AdaCamp was a series of unconferences organized by the Ada Initiative. AdaCamp was the only conference that focused on women's participation in open technology and culture, including the development of free and open source software and contributions to projects like Wikipedia. AdaCamps were among the projects and resources the Ada Initiative provided to make workplaces more friendly for women.

AdaCamps were held in Melbourne (January 2012), Washington, D.C. (July 2012), San Francisco (June 2013), Portland (June 2014), Berlin (October 2014), Bangalore (November 2015), and Montreal (April 2015). One hundred women from 10 countries participated at the July 2012 event, and it was larger than the initial Melbourne AdaCamp.
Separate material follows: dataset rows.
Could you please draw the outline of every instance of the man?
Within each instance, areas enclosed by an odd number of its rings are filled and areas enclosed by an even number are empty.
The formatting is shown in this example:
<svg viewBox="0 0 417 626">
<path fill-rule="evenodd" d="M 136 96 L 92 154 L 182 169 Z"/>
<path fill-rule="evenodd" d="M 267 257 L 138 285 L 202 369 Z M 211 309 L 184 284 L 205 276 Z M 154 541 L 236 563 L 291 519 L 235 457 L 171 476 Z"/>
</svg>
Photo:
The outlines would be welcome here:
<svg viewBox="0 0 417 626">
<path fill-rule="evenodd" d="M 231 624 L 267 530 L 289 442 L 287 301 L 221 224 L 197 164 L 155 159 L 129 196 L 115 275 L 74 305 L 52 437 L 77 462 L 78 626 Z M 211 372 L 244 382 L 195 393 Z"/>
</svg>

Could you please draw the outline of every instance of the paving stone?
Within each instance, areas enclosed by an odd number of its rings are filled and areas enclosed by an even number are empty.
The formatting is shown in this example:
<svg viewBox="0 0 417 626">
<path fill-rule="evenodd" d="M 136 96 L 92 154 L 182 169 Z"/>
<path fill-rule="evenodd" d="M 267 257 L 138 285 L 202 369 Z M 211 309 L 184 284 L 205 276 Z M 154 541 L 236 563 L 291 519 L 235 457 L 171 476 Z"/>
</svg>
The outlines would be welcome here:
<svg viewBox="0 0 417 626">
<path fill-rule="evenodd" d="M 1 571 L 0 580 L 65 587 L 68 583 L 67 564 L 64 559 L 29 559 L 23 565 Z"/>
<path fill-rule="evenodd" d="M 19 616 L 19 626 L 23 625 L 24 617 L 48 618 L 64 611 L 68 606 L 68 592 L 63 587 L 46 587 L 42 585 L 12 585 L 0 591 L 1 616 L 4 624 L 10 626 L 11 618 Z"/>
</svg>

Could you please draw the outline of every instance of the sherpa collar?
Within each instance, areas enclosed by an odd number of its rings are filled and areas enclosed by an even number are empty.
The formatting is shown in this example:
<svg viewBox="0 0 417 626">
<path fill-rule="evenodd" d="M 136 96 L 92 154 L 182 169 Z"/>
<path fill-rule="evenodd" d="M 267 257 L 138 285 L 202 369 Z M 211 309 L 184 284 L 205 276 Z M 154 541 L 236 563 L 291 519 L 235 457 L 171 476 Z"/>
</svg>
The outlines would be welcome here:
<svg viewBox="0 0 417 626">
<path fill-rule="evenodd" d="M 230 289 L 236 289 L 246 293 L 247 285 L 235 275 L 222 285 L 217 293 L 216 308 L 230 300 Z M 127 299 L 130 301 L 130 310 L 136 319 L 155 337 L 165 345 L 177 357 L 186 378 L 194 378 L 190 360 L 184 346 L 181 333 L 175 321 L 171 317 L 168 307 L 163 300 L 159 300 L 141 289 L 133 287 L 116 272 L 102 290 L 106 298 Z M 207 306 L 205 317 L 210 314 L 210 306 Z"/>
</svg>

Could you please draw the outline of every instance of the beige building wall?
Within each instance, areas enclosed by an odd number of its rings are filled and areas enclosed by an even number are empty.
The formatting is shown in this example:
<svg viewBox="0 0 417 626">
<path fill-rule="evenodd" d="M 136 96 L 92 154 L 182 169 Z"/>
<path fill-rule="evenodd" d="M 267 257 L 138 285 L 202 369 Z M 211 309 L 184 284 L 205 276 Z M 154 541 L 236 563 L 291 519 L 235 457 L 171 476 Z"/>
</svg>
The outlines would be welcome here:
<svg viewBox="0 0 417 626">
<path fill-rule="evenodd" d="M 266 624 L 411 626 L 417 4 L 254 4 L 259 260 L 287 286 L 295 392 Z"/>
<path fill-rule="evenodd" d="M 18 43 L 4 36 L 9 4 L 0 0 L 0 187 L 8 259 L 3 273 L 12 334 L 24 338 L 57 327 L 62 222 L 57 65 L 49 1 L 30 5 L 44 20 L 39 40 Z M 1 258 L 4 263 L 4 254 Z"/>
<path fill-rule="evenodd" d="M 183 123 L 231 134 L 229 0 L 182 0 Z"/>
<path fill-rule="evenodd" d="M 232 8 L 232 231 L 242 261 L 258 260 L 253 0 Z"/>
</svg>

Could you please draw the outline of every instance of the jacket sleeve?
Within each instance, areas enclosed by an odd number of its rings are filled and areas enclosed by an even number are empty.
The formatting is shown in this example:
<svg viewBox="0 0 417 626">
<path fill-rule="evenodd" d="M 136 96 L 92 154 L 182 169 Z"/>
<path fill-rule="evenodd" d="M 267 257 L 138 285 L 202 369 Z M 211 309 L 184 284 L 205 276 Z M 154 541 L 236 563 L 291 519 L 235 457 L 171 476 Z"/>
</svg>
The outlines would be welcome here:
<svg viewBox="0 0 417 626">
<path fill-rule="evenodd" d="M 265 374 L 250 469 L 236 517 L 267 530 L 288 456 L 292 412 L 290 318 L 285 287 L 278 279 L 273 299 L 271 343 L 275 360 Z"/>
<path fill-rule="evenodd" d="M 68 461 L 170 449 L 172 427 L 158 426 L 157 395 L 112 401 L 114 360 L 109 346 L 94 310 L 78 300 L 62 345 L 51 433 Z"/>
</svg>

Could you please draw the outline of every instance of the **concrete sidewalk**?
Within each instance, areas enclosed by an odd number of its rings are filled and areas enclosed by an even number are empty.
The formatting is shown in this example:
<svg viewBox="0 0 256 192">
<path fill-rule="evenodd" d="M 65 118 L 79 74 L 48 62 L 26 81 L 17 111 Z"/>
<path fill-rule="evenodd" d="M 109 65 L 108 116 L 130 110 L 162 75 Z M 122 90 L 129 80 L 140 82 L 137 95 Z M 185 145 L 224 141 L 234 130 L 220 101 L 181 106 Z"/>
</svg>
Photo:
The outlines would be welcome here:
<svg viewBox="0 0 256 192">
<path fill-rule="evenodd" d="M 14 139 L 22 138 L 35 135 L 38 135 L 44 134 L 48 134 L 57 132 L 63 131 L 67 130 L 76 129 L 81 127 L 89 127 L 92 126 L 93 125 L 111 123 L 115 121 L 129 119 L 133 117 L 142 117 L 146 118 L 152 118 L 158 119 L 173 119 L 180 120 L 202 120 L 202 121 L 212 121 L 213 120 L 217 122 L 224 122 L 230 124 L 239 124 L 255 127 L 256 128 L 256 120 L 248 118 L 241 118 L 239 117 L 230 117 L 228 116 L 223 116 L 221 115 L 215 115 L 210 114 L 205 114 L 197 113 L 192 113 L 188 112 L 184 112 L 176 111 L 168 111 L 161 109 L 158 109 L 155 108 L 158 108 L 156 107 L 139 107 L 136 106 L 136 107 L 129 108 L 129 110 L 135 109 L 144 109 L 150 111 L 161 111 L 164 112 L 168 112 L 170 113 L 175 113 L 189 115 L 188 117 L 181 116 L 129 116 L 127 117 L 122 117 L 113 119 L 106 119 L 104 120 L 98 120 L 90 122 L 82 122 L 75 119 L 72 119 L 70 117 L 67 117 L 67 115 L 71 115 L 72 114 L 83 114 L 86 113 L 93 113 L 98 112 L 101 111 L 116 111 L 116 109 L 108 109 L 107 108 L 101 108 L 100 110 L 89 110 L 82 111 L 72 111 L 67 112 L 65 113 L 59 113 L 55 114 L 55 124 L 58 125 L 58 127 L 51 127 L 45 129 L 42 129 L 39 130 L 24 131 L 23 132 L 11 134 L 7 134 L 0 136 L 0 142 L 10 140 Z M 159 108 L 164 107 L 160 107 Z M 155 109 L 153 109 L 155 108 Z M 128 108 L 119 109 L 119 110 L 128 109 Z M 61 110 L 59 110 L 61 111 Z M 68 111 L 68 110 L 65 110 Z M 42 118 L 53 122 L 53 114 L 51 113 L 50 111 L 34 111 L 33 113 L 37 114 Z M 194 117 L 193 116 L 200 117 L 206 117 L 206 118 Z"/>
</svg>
Co-founder Valerie Aurora said that the reasons for AdaCamp included "to make progress quickly on difficult problems, to share knowledge, and to network with each other." As an unconference, attendees lead sessions on subjects that they chose. Along with women interested in open source software, attendees could include women interested in open access, open education, hackerspaces, digital liberties activism, wiki culture, and other topics.

In June 2015, Ada Initiative organizers announced the end of AdaCamp and an upcoming open source "AdaCamp Toolkit", a series of planning documents meant to outline how to run an event like AdaCamp.